The previous units introduced the idea that you want to assess the performance of your models on external/new data. You then learned about the train/test and cross-validation approaches to try and get a more honest assessment of the quality of your models.

Here, we’ll cover alternative approaches that you can use if you are not able to use CV (e.g., because you don’t have enough data or your data/model take too long to run a CV analysis.)

Information criteria

Information criteria, such as AIC, BIC, DIC, WAIC and similar, compute a measure that is a trade-off between good fit to the data (low-cost function/high performance) and model complexity (number of parameters). Approaches based on such selection criteria essentially try to guess how the model would perform if it were to be fit to new data, without actually trying to do it (in contrast to CV).

The disadvantage is that these guesses as to how the model might perform on new data are not as reliable as actually evaluating model performance on such data through CV. The advantage is that no sampling is needed, which means these approaches are much less computationally intensive. For all those information criteria, things are set up that a model with a smaller value is considered better. These measures - thankfully! - do not have the arbitrary p<0.05 value cut-off common in frequentist statistics. For AIC, a rule of thumb is that a difference of 10 between 2 models is meaningful. (Unfortunately, people seem to not be able to make their own decisions and need crutches, so arbitrary cut-offs for AIC/BIC/etc. have started to show up in the literature.)

There is a lot of math behind information criteria. It doesn’t hurt learning a bit more (see the further resources section). However, you can also just use these criteria without having to understand too much about them. A lot of statistical software can compute these criteria, and if you are not able to use CV approaches, using a information criterion can be a good idea. But beware of “researcher degrees of freedom”. You shouldn’t compute a lot of different criteria and then pick the one that gives you the answer you are looking for. If you compute more than one, you need to report that. And if they disagree (e.g., AIC prefers model 1, and BIC prefers model 2), you’ll have to figure out what that means.

Summary

This summarizes the whole idea of model performance evaluation.

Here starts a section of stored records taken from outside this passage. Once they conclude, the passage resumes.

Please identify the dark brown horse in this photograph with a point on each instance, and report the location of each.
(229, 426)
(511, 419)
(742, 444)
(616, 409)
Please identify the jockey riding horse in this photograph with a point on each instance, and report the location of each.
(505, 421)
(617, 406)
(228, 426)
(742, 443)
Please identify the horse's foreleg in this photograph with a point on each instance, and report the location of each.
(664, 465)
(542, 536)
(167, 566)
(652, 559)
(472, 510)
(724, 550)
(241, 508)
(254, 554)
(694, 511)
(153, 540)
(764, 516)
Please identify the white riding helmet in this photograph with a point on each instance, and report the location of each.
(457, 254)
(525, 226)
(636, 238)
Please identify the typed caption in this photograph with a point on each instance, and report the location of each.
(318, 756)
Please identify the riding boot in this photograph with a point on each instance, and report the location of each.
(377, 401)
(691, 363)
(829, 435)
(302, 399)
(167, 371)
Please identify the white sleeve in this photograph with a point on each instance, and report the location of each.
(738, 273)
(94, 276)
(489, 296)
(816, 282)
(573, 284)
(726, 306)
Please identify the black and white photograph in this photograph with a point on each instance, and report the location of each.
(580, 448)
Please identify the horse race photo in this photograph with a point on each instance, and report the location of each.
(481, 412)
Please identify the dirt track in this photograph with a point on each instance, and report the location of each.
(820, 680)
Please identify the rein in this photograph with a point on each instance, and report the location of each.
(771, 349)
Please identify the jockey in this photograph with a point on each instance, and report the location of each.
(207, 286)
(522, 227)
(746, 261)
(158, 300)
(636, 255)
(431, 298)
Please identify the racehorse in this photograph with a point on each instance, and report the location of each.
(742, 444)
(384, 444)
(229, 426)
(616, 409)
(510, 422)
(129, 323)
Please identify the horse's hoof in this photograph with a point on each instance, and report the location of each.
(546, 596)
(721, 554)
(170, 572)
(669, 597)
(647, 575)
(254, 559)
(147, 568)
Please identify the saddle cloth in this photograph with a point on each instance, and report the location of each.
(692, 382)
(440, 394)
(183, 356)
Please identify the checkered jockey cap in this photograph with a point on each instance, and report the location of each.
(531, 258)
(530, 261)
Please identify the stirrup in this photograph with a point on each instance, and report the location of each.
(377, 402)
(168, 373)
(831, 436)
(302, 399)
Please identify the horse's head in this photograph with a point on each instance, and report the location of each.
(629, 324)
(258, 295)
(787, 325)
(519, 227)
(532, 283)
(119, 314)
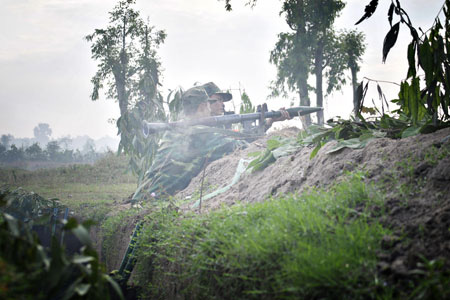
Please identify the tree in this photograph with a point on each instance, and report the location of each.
(309, 48)
(6, 140)
(353, 49)
(428, 53)
(42, 133)
(128, 63)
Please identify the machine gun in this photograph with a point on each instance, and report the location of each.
(151, 128)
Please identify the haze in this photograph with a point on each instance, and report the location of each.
(45, 65)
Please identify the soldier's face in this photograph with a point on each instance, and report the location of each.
(217, 108)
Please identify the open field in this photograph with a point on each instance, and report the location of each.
(88, 190)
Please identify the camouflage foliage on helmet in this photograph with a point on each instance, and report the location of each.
(192, 98)
(210, 88)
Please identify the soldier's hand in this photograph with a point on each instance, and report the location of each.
(284, 115)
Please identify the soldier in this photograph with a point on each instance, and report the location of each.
(183, 153)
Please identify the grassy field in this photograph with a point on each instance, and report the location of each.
(318, 245)
(88, 190)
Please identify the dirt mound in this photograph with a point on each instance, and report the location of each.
(413, 173)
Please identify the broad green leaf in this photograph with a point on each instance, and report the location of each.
(390, 40)
(81, 259)
(82, 289)
(115, 286)
(83, 235)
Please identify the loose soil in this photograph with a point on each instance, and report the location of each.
(407, 172)
(415, 183)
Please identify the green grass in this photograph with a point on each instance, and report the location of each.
(88, 190)
(320, 245)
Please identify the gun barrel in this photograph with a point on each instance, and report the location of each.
(151, 128)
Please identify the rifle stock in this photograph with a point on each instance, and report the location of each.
(151, 128)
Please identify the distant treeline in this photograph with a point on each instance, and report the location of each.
(52, 152)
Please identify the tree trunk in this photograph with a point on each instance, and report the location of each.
(318, 67)
(356, 103)
(304, 101)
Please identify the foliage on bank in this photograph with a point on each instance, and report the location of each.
(316, 245)
(30, 271)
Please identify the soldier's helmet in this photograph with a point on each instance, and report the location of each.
(193, 97)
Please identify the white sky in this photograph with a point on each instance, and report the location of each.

To repeat (again): We generally want to know how well a model performs in general and on new data - not the sample we fit it to. Testing/reporting model performance for the data the model was fit to very often leads to overfitting and optimistic/wrong conclusions about new/future data. To minimize overfitting, here is my recommended strategy (I’m sure it’s not the only one, so what matters most is that you clearly think about what each step in your analysis means/implies):

  • If you have enough data and care about predictive performance, set some data aside for a final validation/test. If you don’t have a lot of data, you might need to skip this split.
  • If you choose to use all your data for model fitting purposes, and don’t evaluate your model on data not used during model building/training, you need to interpret your findings as exploratory and hypothesis generating, and you need to be careful about trying to draw generalizable conclusions.
  • If you have enough data (>100s observations) and CPU power, use cross-validation (CV) approaches to determine the best model. If for some reason (mainly computational time or small data) CV is not feasible, use AIC & Co.
  • Think carefully about your cost function/metric! A model that is great at predicting the wrong outcome is useless!
  • No matter what approach you use, choosing a model based on performance alone is not enough.

Further Resources

Test yourself

Which of the following is NOT a common information criterion?

Information criteria provide estimates of model performance on new data that are as good as those obtained from a train/test approach.

You should try many different information criteria and choose the one which gives the best results.

Practice

  • Check publications in your area of interest to find an example of a data analysis that used an information criterion approach to choose between models. Assess if you think the authors implemented and reported their findings appropriately. Consider if the authors could/should have used a train/test and/or CV approach instead.